Despite notable progress in closing the gender pay gap over time in India, the gap remains high by international standards. As per the labour force survey data of the National Sample Survey Office (NSSO), Indian women earned, on average, 48 per cent less than their male counterparts in 1993-94. Since then, the gap has declined to 28 per cent in 2018-19.

The pandemic reversed decades of progress, as preliminary estimates from the Periodic Labour Force Survey (PLFS) 2020-21 show an increase in the gap by 7 per cent between 2018-19 and 2020-21. The data further suggests that a faster decline in female wages during the pandemic contributed to this decline, contrasted with a faster growth in male wages.

The International Labour Organization (ILO) estimates that women, on average, continue to be paid about 20 per cent less than men worldwide.

This data highlights a significant disparity in salary growth and career progression between genders, which can have long-term consequences for women’s financial stability and economic independence. These findings underscore the need for continued efforts to address gender inequality in the workplace and ensure that women have equal opportunities for career advancement and fair compensation.

According to a report by the World Economic Forum (2022), in India, the share of women legislators, senior officials, and managers increased from 14.6 per cent to 17.6 per cent, and the share of women as professional and technical workers grew from 29.2 per cent to 32.9 per cent. The gender parity score for estimated earned income has improved.

Underlying reasons

In India, women are predominantly in the informal sector and choose home-based employment options that allow them to balance domestic duties. The reasons are the prevailing sociocultural factors, including the increased burden of unpaid domestic work, exacerbated gender-based skill and educational gaps, digital illiteracy, mobility restrictions, and the lack of institutional support at workplaces.

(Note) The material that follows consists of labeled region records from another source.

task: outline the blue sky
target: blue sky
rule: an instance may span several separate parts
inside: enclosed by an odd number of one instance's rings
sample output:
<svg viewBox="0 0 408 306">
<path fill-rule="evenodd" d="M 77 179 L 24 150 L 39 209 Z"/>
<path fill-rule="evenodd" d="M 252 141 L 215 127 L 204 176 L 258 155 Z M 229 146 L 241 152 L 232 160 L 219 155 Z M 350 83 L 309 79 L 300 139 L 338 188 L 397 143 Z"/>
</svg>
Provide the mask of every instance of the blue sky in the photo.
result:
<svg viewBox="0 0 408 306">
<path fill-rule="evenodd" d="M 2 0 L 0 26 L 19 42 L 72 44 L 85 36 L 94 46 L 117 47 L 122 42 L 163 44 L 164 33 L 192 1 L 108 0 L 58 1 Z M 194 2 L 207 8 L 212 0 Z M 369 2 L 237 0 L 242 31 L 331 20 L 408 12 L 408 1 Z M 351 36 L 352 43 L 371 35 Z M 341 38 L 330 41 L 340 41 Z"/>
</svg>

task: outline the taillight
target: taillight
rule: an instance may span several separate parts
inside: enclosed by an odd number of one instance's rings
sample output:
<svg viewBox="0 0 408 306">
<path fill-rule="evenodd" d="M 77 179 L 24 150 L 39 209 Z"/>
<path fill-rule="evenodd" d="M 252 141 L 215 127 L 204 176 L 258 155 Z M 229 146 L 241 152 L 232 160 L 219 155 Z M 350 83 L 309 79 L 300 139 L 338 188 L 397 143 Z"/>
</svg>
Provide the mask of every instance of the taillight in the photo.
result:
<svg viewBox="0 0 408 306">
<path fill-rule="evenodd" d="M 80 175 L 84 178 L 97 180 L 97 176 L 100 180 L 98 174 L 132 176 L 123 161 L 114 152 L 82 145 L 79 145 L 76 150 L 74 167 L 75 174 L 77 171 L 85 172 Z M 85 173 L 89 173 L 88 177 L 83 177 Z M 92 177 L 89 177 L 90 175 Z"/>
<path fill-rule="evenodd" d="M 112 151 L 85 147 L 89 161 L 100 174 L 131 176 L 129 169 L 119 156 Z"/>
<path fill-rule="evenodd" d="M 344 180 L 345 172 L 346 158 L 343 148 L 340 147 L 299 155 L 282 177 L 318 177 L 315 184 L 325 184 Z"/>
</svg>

Women are often paid less than men for the same job and marginalised in leadership roles which offer greater compensation and job security. The gender pay gap has persisted in finance and insurance consulting, healthcare, and transportation industries.

Expected policy changes

Gender pay gaps are not just an issue of fairness but also have economic implications. A report by the Mc Kinsey Global Institute found that closing gender pay gaps could add $12 trillion to global GDP by 2025. 

Steps that businesses and policymakers can take to address the problem include

Implementing equal pay policies

Promoting flexible working arrangements

Providing training and development opportunities for women.

By taking proactive steps to address gender pay gaps, businesses and policymakers can help create more equitable workplaces. Governments can provide support through gender-sensitive job-creation plans to expand women’s employment in the public and micro, small, and medium enterprise sectors and incentivise women’s entrepreneurship.

Additionally, investing in women’s resources and upskilling them for leadership roles can help bridge the gender gap in higher-paying positions. Organisations can create a more diverse and inclusive workforce by empowering women to advance in their careers.